3. Highlights of Methods and Workflow
- **ViT-large self-supervised pretrained model’s first large-scale application on OCT images enables superior lesion pattern capture compared with traditional convolutional networks.
- **Innovative bidirectional GRU sequence modeling, fully capturing interactive information across retinal anterior/posterior and internal/external structures.
- **Focal Loss effectively addresses common imbalance in medical image samples, optimizing model detection of rare cases in realistic scenarios.
- **Comprehensive ablation analysis and multi-baseline comparison clarify the contribution of each technique, providing scientific evidence for subsequent studies.
4. Future Prospects and Recommendations
The authors suggest further integration of multimodal data (e.g., visual field testing, patient demographics) to enrich diagnostic evidence; exploring more sequence processing approaches and attention mechanisms to boost performance; and encourage the extension of the framework to other ocular diseases (such as macular degeneration, diabetic retinopathy) and broader organ medical imaging analysis in biomedical informatics.

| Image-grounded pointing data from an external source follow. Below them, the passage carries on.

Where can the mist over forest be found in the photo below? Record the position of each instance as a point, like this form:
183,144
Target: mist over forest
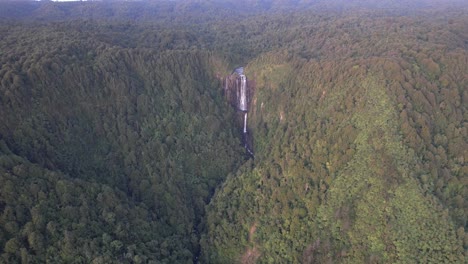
124,135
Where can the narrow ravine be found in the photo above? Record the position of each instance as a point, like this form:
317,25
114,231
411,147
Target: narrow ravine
239,92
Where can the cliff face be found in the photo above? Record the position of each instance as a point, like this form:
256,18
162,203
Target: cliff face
239,92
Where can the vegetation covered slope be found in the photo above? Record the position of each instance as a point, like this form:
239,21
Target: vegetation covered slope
353,156
114,133
109,152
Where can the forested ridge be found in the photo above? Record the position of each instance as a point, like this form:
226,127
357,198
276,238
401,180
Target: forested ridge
118,146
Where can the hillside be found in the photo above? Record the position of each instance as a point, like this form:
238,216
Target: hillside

For actual clinical deployment, it is recommended to conduct further multicenter, large-scale, and cross-regional clinical validation to strengthen model generalization and safety, making AI-assisted diagnosis truly beneficial for global ophthalmology patients.
5. Important References and Other Information
- This study cites a wide range of cutting-edge international research (see references at the end), covering glaucoma pathology, OCT imaging analysis, and deep learning methods, offering a broad perspective and rigorous logic.
- The dataset, algorithm, and source code are all open access, empowering both the research and clinical communities to advance AI capabilities in ocular diagnostics.
- The authors emphasize the need to consider diverse gender, ethnicity, and population characteristics when deploying algorithms, and call for the establishment of a robust foundation for diverse and inclusive medical AI applications.